In the World Cinema Documentary Competition, Last Train Home, by director Lixin Fan, won best documentary at IDFA in November. It sounds incredible: getting a train ticket in China proves a towering ordeal as a migrant worker family embarks on a journey, along with 200 million other peasants, to reunite with their distant family members. Sins of My Father has already been picked up by HBO; from the sound of it, it should be a revealing story about the life and times of notorious Colombian drug lord Pablo Escobar, recounted through the eyes of his son, who fled Colombia to move beyond his father’s legacy.


Casey Affleck in car


In the Premieres section, nothing has got me more jazzed than Michael Winterbottom’s second film at Sundance: his adaptation of Jim Thompson’s classic pulp novel The Killer Inside Me, starring Casey Affleck as Deputy Sheriff Lou Ford—who is a patient, polite and well liked individual, until he starts killing people. The film co-stars Kate Hudson, Jessica Alba, and Simon Baker.


In the NEXT section, writer/director/star Katie Aselton’s The Freebie explores a young married couple who decide to give each other one night with someone else. Dax Sheppard (Idiocracy) plays her husband. New Low looks like an even lower-budget film than Kevin Smith’s Clerks, but has some promise. Adam Bowers stars a neurotic twenty-something struggling to figure which girl he really belongs with: the best one he’s ever known, or the worst.

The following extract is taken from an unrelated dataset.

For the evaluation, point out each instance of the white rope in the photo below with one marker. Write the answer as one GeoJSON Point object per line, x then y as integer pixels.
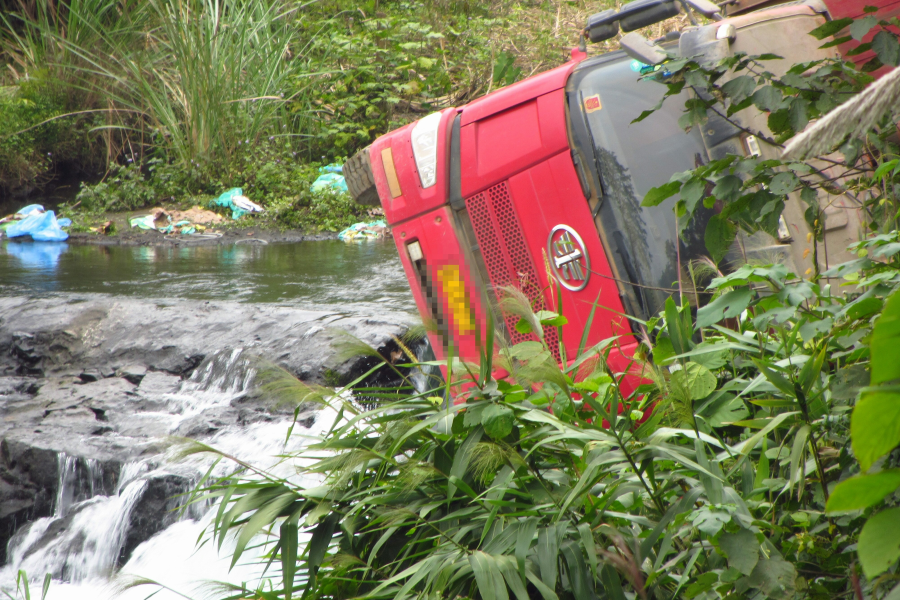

Finally, in the Spotlight section, I’m cheating a bit since I’ve already seen it but would love the opportunity to see again the French prison drama A Prophet, which was recently up for the Best Foreign Language film at the Golden Globes and would have made my top ten for 2009—but the film is being released in Minneapolis on March 26. It should not be missed. An engaging examination of a seedy, gangster-driven underworld set in a French prison that’s being compared to Scorsese’s, Goodfellas, it’s just as gripping and striking and makes that a reasonable comparison.